A remarkable cache of 225 funerary figurines has been uncovered inside a tomb at Tanis, the ancient Egyptian capital in the Nile Delta. This discovery is not only exceptional in scale but also helps resolve a long-standing question about royal burials in the region.
French Egyptologist Frederic Payraudeau, who leads the Tanis excavation, noted that finding figurines in place within a royal tomb at Tanis hasn’t happened since 1946. He added that such a scene is unprecedented south of Tanis as well, outside the famous Valley of the Kings near Luxor, except for Tutankhamun’s tomb in 1922. He emphasized that most major tombs in Egypt’s storied necropolises have been looted over the centuries.
The discovery was made on the morning of October 9, after the team had finished examining the other three corners of a narrow tomb containing a large, unnamed sarcophagus. Payraudeau recalled that seeing three or four figurines together immediately signaled something extraordinary to come. He described sprinting to inform colleagues and officials, only to find the workday ending near the weekend. Typically, the crew would wrap up by 2 pm, but this moment felt too significant to stop.
Lighting was arranged, and work continued through the night. It took ten days to meticulously extract all 225 diminutive green ushabti figurines.
The figurines were arranged with purpose: a star-shaped pattern around a trapezoidal pit’s sides, with additional rows resting along the bottom. Ushabti served as ceremonial servants for the deceased in the afterlife.
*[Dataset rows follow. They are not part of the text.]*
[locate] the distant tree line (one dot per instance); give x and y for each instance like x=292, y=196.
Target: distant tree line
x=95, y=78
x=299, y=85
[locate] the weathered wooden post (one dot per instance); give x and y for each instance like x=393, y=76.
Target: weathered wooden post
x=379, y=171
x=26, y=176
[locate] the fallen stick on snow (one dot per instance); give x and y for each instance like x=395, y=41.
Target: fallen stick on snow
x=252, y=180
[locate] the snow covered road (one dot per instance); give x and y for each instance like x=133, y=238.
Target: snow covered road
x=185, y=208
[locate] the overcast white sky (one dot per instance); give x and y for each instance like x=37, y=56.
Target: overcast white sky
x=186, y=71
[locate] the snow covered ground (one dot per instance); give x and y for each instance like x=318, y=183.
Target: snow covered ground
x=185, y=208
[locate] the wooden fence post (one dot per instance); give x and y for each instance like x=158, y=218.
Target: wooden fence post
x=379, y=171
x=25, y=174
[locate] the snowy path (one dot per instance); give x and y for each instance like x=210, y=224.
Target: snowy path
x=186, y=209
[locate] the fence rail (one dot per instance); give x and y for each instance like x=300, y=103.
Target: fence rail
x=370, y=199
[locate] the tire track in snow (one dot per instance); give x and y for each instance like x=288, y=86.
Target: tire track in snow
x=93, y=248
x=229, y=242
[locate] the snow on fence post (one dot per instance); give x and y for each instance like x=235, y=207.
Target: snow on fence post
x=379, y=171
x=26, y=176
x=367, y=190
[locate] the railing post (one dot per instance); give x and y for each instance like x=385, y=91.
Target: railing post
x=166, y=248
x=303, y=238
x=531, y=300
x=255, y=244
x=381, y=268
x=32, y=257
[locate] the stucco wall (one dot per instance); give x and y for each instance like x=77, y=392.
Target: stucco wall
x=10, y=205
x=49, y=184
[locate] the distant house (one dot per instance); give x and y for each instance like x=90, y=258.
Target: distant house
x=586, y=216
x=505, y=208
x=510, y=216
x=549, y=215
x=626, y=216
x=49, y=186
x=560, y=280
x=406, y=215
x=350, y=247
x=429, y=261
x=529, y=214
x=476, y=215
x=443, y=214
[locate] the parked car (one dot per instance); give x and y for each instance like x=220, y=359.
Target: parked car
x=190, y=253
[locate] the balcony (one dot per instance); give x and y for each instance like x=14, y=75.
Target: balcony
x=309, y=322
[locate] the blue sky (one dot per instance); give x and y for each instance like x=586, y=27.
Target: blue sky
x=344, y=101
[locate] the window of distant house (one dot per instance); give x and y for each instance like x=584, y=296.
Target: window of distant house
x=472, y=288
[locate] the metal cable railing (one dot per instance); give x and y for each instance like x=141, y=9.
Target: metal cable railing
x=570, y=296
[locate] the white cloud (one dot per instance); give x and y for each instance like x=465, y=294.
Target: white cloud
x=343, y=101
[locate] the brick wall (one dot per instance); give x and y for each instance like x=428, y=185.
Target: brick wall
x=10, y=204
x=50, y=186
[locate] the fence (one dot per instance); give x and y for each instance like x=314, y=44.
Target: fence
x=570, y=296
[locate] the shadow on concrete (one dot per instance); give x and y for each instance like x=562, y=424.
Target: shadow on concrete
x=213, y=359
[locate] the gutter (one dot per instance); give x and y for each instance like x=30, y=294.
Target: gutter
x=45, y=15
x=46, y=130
A striking feature of the find is the high proportion of female figures, which Payraudeau called quite exceptional.
Tanis was established around 1050 BCE as the capital of the kingdom during Egypt’s Twenty-First Dynasty. At that time, the nearby Valley of the Kings had already fallen into disuse and had been looted in various pharaohs’ reigns, prompting the shift of royal burial sites to Tanis.
Newly revealed royal symbols on the figurines also shed light on a long-debated question: who lay within the sarcophagus. The inscriptions indicate Pharaoh Shoshenq III, who ruled from 830 to 791 BCE.
Payraudeau described this as astonishing, noting that another tomb at the site—the largest one—bears Shoshenq III’s name as well. The question remains: why was he not buried in the sarcophagus now found in this tomb? He suggested that tomb-building was a political gamble; a pharaoh cannot be certain a successor will inter him there.
Thus, the new evidence demonstrates that such bets about final resting places did not always pay off. Shoshenq III’s four-decade reign was marked by turmoil, including a violent civil conflict between Upper and Lower Egypt, with competing pharaohs vying for control.
Two scenarios emerge: either the intended tomb for Shoshenq III was superseded by events, or his remains were relocated later due to looting. Nevertheless, reassembling a 3.5 by 1.5 meter granite sarcophagus into a cramped space would be difficult to believe as a post hoc adjustment.
After thorough study, the figurines are slated for display in an Egyptian museum, where they will illuminate this pivotal period of Tanis’s royal history.